One initiative is the Faster Mapping Amendments program – a process to simplify the finalisation stage for planning proposals that require map-only changes to Local Environmental Plans (LEPs), where there are no changes to the written instrument.
This new pathway was made available to councils in May 2021.
To further support the reduction of planning proposal assessment timeframes and streamline processes, we are working on a range of process improvements such as revised delegations, additional guidelines, clearer timeframes post gateway determination, digital mapping and improving the quality of planning proposals.
We’ve introduced the Planning Delivery Unit (PDU), a team to help resolve complex planning matters that aren’t progressing through the planning system as they should. An important part of the PDU’s work is improving timeframes for concurrences and referrals (approvals from other government agencies involved in the planning system).
This work helps increase investor confidence in the planning system and leads to faster decisions, providing greater certainty for the community and industry.
By mid-2023, the DPE aims to have 90% of concurrence and referral requests completed within agreed timeframes (in most cases 21 days).
We have boosted the resourcing of the Land and Environment Court (LEC) to help clear the backlog of appeals.
We have appointed four new Acting Commissioners, with each allowing up to 75 more matters to be considered each year.

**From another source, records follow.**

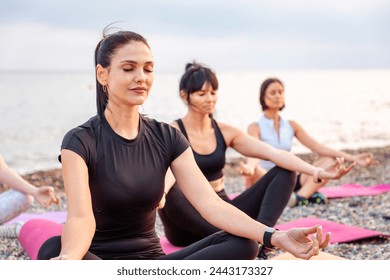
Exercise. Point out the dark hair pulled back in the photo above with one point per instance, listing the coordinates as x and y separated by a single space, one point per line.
105 51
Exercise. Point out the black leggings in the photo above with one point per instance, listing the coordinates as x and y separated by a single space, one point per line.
218 246
264 201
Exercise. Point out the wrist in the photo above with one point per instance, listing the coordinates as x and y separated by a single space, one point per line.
316 174
267 237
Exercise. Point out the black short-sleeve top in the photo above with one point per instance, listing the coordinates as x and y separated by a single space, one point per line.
126 180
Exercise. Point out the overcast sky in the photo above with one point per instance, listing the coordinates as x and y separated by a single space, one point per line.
227 35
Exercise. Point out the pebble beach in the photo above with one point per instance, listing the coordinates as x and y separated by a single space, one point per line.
370 212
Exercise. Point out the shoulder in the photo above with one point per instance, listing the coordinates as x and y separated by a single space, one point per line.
160 127
295 125
85 130
254 126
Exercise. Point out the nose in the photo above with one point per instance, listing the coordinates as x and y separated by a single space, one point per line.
140 76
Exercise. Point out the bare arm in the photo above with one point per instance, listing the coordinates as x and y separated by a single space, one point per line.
363 159
227 217
80 226
43 195
251 147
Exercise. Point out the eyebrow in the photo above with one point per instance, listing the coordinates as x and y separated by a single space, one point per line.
135 62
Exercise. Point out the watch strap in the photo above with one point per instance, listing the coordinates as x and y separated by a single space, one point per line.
267 237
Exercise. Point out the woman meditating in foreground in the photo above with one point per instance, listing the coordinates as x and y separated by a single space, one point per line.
209 139
114 167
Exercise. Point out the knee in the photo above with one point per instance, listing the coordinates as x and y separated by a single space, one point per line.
50 248
286 174
249 249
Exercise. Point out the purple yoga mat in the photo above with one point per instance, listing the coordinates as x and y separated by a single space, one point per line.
349 190
340 232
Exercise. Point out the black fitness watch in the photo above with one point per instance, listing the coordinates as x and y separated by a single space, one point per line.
267 237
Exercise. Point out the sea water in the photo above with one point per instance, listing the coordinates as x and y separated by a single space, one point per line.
339 108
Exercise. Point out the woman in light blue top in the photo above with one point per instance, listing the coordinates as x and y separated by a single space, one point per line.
274 130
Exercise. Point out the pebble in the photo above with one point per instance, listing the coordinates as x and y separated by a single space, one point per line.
370 212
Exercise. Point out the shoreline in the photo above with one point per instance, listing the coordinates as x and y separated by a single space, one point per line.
371 212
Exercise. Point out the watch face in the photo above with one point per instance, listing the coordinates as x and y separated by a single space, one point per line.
269 229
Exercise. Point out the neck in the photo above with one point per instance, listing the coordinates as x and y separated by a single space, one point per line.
271 114
125 122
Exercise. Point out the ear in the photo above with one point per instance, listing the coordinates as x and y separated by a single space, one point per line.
101 74
183 96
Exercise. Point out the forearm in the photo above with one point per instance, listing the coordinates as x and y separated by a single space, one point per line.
291 162
329 152
230 219
76 238
252 162
15 181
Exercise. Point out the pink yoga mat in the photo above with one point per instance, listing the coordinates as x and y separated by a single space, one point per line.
55 216
35 232
349 190
340 232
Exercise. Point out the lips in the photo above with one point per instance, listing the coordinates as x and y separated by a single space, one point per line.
139 89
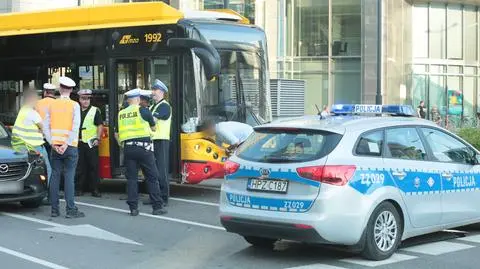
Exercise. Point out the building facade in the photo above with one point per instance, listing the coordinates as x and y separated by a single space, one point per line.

Reforms to complying development, focused on employment areas, offer a fast-tracked approval pathway for low impact development. This means projects that meet strict construction and building standards will be signed off faster by council or an accredited certifier.
We’ve made it easier for businesses by allowing them to do more work without the need for a development application as long as they meet the development standards. We amended the State Environmental Planning Policy (Exempt and Complying Development Codes) 2008 (Codes SEPP) so businesses can establish, change and grow without the need for lengthy planning approvals.
The changes make it easier for businesses to operate and innovate. As long as businesses meet the rules, they can extend their operating and trading hours, set up a click and collect bay in the car park, or change their business altogether.
The changes started on 1 February 2022 and included:
- a wider range of land uses so businesses can quickly adapt their offerings to new market demands for things like entertainment facilities, indoor recreation facilities and creative industries
- new and larger building allowances to attract more investment
- flexibility to carry out site and parking upgrades to accommodate new modes of delivery
- stay open for longer in certain areas to support night-time economies.
Read more about the Employment Zones Reform project.
We're working with councils and NSW Government agencies to resolve complex issues at the planning stage, and ensure precincts are delivered with the right infrastructure in the right place at the right time.
Better coordination across government helps us deliver more housing and employment hubs across NSW, bring more certainty and demonstrate the benefits for government, communities and the industry.
It ensures there is coordination from the top down and drives the delivery of housing and employment hubs across the state.